The foundation’s research has shown that more than 500,000 of Arizona’s women and 800,000 children live at or near poverty levels, while 89% of Arizona’s low-income single mothers with children under the age of six only have a high school education, preventing them from achieving economic independence.
“The pandemic has illuminated the fact that women — who are increasingly the heads of households — are disproportionately vulnerable to the effects of a public health or economic crisis,” Luxardo said, noting that women lost 10 years of employment gains in March alone.
“Finding sustainable solutions that level the playing field and increase the earning power of women is essential to long-term meaningful recovery,” she said.
The Pathways program has been recognized as an innovative solution, recently receiving a $95,000 grant from the Bill & Melinda Gates Foundation and the Women’s Funding Network.
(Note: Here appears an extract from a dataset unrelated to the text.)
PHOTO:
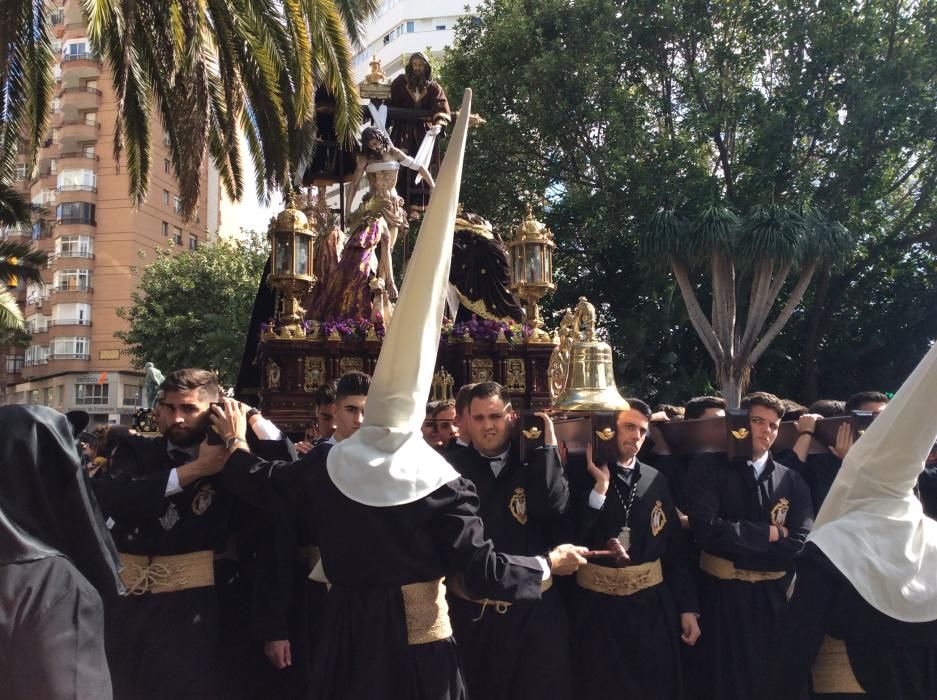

Pathways also received $50,000 as winner of the Rise Prize, a national award program that recognizes innovations that help student parents.
Already in the works
Pima Community College is building up its capacity to help more students get the education they need to land jobs in the increasingly tech-based economy.
Pima has expanded its certificate and degree programs in fast-growing tech areas, partnering with self-driving truck developer TuSimple last year on an autonomous vehicle driver and specialist program for experienced truck drivers.
Pima has launched a planned $35 million expansion and renovation of its downtown campus at Stone Avenue and Speedway to support the college’s new Center of Excellence in Applied Technology, including a $12.5 million Automotive Technology and Innovation Center now under construction.
Pima also is building a new Aviation Technology Center at its site at Tucson International Airport — despite the pandemic’s devastating impact on the airline industry.
“Our students are still getting hired right now,” Roark said. “The planes still need to be maintained so that they do not deteriorate for being too idle, and economic activity is picking up.”
Even before COVID-19, Pima had narrowed its focus on career as well as transferable skills in areas with “family-sustaining wages” and prospects for long-term job growth.
Those include automotive technology, transportation, advanced logistics, building construction technology and design; manufacturing including aerospace and defense, optics, automation, fabrication, machining and robotics; aviation technology; information technology and cybersecurity, health science, and emergency services and public safety.